「いいものづくり」のために
アートディレクター 遠藤 真由美今年2月、アートディレクターの副田高行氏と葛西薫氏、写真家の藤井保氏の3人によるトークショーに参加してきました。広告の今と未来に関するお話が中心でしたが、その中でも心に残ったのが「日本はものづくりの国と呼ばれているが、これからは『いいものづくりの国』にしたい」という言葉でした。ものづくりに携わる身として、自分が作るものと社会とのつながりをあらためて意識する機会となりました。
では、「いいもの」を作るにはどうすればよいのでしょうか?Web制作の工程の面から考えていきたいと思います。
従来までの作り方では通用しない
Web制作にはいくつもの工程があります。課題を明らかにし、戦略を決定し、載せるコンテンツを検討し…と、長い工程と「使う頭の違う」あらゆる事柄に取り組み、やっと完成します。各工程を順を追って対応していけば、これまでは制作が可能でした。しかし今やもうこの方法ではうまくいかない場合が多くなりました。途中で「出し戻し」が増えてしまうのです。なぜでしょうか。それには、さまざまなデバイスの登場による、ユーザーの変化が関わっています。
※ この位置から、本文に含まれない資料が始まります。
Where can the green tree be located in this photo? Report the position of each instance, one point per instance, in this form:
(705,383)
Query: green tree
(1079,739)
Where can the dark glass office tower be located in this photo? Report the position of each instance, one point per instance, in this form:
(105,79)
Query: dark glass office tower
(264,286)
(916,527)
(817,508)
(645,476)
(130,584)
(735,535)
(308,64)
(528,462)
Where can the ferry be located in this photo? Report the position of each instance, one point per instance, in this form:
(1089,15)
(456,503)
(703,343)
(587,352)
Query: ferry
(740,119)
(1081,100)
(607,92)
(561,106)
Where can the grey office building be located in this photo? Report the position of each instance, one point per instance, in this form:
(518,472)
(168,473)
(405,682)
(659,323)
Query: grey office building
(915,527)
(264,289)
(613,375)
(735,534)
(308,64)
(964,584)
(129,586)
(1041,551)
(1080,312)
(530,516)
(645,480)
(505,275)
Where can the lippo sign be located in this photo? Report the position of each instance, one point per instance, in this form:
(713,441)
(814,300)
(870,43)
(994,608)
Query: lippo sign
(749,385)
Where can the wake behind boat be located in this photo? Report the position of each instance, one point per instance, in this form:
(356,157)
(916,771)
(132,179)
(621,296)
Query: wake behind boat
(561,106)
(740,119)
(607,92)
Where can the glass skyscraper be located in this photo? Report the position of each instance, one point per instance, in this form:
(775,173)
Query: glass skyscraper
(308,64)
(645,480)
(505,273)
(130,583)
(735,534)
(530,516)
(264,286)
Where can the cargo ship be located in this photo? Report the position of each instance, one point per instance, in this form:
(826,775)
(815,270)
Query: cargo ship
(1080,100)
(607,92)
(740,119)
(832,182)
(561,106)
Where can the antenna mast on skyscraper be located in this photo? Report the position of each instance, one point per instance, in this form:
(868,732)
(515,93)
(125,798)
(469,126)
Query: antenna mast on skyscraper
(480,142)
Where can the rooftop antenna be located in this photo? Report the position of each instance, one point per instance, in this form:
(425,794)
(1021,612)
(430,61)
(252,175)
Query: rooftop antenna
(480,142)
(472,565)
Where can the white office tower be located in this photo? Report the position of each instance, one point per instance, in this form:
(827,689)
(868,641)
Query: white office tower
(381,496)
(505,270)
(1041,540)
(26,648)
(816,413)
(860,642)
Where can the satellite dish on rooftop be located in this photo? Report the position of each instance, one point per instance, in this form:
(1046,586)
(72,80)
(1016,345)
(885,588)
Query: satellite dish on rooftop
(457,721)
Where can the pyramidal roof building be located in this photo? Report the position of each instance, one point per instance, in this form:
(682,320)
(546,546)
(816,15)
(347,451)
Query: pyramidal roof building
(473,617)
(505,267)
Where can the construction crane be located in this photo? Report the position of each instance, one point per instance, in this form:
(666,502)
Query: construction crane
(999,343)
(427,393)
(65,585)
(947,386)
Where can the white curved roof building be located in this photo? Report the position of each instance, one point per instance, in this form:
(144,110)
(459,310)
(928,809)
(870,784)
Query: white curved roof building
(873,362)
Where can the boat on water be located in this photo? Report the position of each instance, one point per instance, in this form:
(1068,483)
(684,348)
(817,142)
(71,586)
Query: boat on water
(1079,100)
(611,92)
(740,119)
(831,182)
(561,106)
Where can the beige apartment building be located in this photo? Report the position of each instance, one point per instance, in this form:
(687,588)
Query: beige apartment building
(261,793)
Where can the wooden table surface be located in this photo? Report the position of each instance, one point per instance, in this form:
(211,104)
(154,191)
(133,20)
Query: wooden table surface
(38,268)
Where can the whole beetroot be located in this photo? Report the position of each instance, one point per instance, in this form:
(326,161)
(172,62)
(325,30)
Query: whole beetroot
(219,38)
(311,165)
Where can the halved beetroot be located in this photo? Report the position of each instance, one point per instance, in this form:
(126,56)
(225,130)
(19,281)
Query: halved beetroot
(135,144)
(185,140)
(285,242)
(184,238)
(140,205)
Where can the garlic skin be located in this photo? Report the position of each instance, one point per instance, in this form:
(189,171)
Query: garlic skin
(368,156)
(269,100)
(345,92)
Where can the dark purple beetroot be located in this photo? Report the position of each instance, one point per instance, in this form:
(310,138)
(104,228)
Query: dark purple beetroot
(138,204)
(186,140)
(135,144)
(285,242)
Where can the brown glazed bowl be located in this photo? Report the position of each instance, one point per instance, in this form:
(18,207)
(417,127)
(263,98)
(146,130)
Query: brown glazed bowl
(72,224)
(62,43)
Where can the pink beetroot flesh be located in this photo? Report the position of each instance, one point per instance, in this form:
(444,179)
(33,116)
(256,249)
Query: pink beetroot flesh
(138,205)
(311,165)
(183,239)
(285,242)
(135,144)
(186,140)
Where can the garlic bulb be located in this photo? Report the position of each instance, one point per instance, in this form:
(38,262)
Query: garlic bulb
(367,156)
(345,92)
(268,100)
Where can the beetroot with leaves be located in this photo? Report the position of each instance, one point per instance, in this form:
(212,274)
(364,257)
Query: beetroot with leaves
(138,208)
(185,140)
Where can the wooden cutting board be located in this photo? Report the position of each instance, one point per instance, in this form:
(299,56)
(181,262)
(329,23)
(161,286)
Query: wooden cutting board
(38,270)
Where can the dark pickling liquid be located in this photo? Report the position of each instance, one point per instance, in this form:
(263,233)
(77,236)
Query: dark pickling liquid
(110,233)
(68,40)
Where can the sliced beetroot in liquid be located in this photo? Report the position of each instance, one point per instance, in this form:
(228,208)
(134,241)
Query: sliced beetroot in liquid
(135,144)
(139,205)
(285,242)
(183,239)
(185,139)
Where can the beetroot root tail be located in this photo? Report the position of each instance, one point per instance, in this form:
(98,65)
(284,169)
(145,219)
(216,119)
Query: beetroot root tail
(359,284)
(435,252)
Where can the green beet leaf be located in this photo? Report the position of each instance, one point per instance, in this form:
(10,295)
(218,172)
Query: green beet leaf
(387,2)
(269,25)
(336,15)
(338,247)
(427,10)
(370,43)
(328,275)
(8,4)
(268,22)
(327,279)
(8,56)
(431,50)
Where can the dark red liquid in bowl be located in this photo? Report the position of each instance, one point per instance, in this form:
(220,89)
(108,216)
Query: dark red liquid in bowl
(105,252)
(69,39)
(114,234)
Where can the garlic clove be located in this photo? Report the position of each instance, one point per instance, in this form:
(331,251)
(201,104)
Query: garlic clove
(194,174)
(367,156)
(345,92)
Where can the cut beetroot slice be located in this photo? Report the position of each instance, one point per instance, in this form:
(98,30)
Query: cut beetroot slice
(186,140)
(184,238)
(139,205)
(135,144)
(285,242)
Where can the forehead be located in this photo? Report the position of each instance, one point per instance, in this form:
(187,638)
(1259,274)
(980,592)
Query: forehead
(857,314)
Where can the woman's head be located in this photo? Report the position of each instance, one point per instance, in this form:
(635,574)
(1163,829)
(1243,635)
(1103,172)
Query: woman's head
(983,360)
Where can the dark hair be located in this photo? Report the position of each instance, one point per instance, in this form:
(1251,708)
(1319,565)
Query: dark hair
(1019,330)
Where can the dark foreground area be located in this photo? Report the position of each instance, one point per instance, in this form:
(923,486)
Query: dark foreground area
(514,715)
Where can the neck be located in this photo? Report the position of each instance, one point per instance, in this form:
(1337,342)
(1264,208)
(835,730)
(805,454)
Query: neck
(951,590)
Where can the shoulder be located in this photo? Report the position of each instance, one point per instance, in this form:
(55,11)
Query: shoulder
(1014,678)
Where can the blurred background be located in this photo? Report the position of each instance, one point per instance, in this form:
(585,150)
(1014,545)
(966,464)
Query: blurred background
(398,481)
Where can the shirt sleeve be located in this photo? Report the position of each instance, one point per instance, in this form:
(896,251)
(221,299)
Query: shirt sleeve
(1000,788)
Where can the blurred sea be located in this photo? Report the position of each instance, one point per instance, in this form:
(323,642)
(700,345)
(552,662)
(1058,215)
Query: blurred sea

最近はスマートフォンやタブレットなどのデバイスの普及が加速しています。総務省が実施した平成24年通信利用動向調査によると、端末別インターネット利用率におけるスマートフォンの利用率は、平成23年末には16.2%だったものが、平成24年末には31.4%とほぼ倍増しています。50%を超えるのは時間の問題ではないでしょうか。これは、ユーザーがいつ・どこから・何を使って・何のためにサイトを訪れるのか、その組み合わせが飛躍的に増えたことを表しているとも考えられます。
そういった状況の中、お客様から弊社に多く寄せられるご要望のひとつに「マルチデバイス対応」が挙げられます。マルチデバイス対応の手法の1つである「レスポンシブWebデザイン」を例にとってみますと、先にお話したとおりWeb制作の工程には「使う頭の違う」あらゆる事柄がありますが、レスポンシブWebデザインではそれらを同時に検討する必要があります(例えば、情報設計とビジュアルデザイン、マークアップなど)。ですからビジュアルデザインをおこなう際、従来通り各工程を別々に検討すると、いざコーディングをしてみたら「パソコンからの閲覧では問題がなかったが、スマートフォンから閲覧した際には目立たせたいものがページの後ろのほうに来てしまう」などの問題が発生し、情報設計からやり直さないといけなくなってしまうこともあるのです。
工程・分野・立場の垣根を越えてサイトを作り上げる
そこで必要になってくるのは、上流工程から下流工程へと順番に対応していくのではなく、各分野のエキスパートが一緒に考え同時に進めていくスタイルです。その際、作り手だけでなく、お客様と共に頭をひねって考えていくことが重要だと考えています。本当にユーザーに伝えたい大事なことは何か?どのような方法なら適切にユーザーに届くのか?ユーザーに関する深い理解をお持ちのお客様と、Web制作の知見を持つ制作側が「1つのチーム」となって初めて「いいサイト」ができあがるのではないでしょうか。
そのためにも、大変基本的なことではありますが、実際にお会いして対面でお話しすることを大切にしています。私の所属するアートディレクションチームでは、直接ビジュアルデザインに関わる話の出ないときであっても、お客様とのミーティングに同席させていただくように心がけています。ちょっとした雑談がビジュアルデザインの参考になることもありますし、お話を聞く中でお客様の想いを知ることができ、それを社内の制作スタッフに伝えることも重要な役割だと認識しているからです。アートディレクションの枠からははみ出しているかもしれませんが、「1つのチーム」として結束するための取り組みとして意識しています。
これからもお客様と共に「いいものづくり」ができるよう日々努力してまいります。